If not, the bank will be required to fund the commitment and purchase an agreed amount of equity in the acquirer (usually an SPV set up by the sponsor), and then seek to sell the equity purchased within a given time.
For the banks, the provision of bridge equity can sometimes be the price of admission to a lucrative role on the debt financing, but with the significant downside that they may well have to use their own balance sheets and be left with unwanted equity stakes.
For the private equity firms, the obvious advantage is that they reduce the size of their equity cheque and free up resources for other transactions. It also avoids the need to create bidding consortia to spread the equity risk – which have been the subject of increased scrutiny in the US recently.
How parties protect their positions
The key to a successful bridge equity financing is the way the selldown of the bank’s equity is managed. Sometimes, the bank will decide to keep a portion of the equity for itself as a “hold” or “core” position.
In most cases, however, the banks will be asked to provide equity commitments in amounts greater than they would be prepared to hold permanently, so there will inevitably be a syndication or sell-down process of the excess, otherwise known as the bridge equity.
In most cases, there will be agreed general sell-down principles applicable throughout the sell-down period. These might require that sales are only made to sophisticated and qualified investors, and are structured so as not to create any tax or regulatory issues, for example.
Often the sponsor will want to syndicate bridge equity first to limited partners in its own funds and require that they are given preferential treatment in the initial stage of the sell-down period.
Control of the sell-down process is another key issue. Both parties would normally like control – the sponsor because it wants control over the identity of its co-investors, and the banks because they want to reduce their exposure to the bridge equity quickly and with little interference from the sponsor.
Information rights to assist any sell-down are also important. Banks will usually require sponsors to provide certain information and related rights in connection with their sales prior to the closing of the transaction, and further information rights after closing, often including legal opinions and comfort letters, once the sponsor has control of the target in order to assist to the fullest extent the sell-down process and marketing effort.
In certain European jurisdictions, “acting in concert” rules may have a significant impact on the structure in the context of a public offer.
A sponsor will want to limit the entities deemed to be acting in concert with the principal bidder. This is of particular concern where other independent arms of the bank have holdings in or make open market purchases of the target securities during the offer period.

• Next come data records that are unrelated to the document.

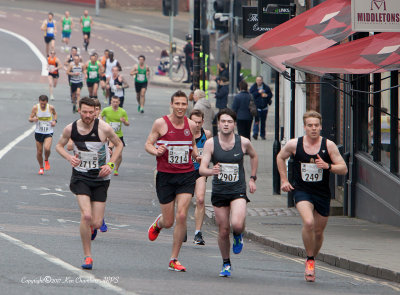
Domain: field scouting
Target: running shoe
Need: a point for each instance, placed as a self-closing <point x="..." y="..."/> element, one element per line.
<point x="175" y="265"/>
<point x="94" y="233"/>
<point x="154" y="230"/>
<point x="309" y="273"/>
<point x="103" y="227"/>
<point x="226" y="270"/>
<point x="237" y="243"/>
<point x="198" y="239"/>
<point x="88" y="263"/>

Similarly, rules relating to equal treatment of shareholders in Europe may hamper marketing efforts where potential purchasers of bridge equity already have positions in the target.

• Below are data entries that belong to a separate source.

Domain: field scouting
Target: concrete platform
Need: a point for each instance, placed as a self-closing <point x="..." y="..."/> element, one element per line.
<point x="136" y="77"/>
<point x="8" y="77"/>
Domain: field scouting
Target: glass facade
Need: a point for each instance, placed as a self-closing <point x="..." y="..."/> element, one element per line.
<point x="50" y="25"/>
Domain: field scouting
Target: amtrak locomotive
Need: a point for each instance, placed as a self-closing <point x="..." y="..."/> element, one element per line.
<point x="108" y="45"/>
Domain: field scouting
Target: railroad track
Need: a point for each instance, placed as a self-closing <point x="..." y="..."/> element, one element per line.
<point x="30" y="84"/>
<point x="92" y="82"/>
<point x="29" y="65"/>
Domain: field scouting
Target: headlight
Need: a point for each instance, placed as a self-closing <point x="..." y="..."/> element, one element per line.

The fees that a bank receive are generally based on a percentage of its bridge equity commitment. Banks often receive a fee based on their total bridge commitment; a second fee based on the amount of actual funding by the bank on closing (if any); and other fees based on the amounts that have not been syndicated by specific time periods.
Additionally, the bridge equity banks may also receive a fee if the transaction is not consummated and where a break-up fee is actually paid to the acquirer.

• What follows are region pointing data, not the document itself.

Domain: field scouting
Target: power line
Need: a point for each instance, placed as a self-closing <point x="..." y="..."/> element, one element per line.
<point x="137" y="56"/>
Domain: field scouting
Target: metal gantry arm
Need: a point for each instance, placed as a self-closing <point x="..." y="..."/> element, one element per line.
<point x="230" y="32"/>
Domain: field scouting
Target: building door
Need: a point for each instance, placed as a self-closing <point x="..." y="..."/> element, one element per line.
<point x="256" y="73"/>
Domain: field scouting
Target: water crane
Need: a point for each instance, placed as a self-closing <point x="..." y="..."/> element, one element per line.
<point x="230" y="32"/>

From a practical perspective, while the banks are most concerned with the sell-down arrangements, they are also concerned with their relationship with other investors (the sponsors and any other co-investors that have taken equity stakes in the deal) both before and after the closing of the transaction.
This is dealt with in an interim agreement in the period up to closing and a shareholders’ agreement post-closing. The interim agreement will often include provisions on expense sharing, the funding of commitments, and the rights of investors if the offer price for the target shares is increased.
The shareholders’ agreement will govern the investors’ relationships post-closing. This agreement contains standard provisions such as tag-along and drag-along rights, pre-emption rights, and veto rights over certain specified corporate actions.
The agreement is of interest to bridge equity banks if they are left with a portion of bridge equity after the end of the sell-down period.
While the bridge equity role is sometimes considered part of the entire debt financing package provided by a bank, because of the unusual nature of the financing, these transactions require experienced equity capital markets and M&A personnel at both the banks and their legal counsel to ensure the sell-down of bridge equity will be both viable and successful.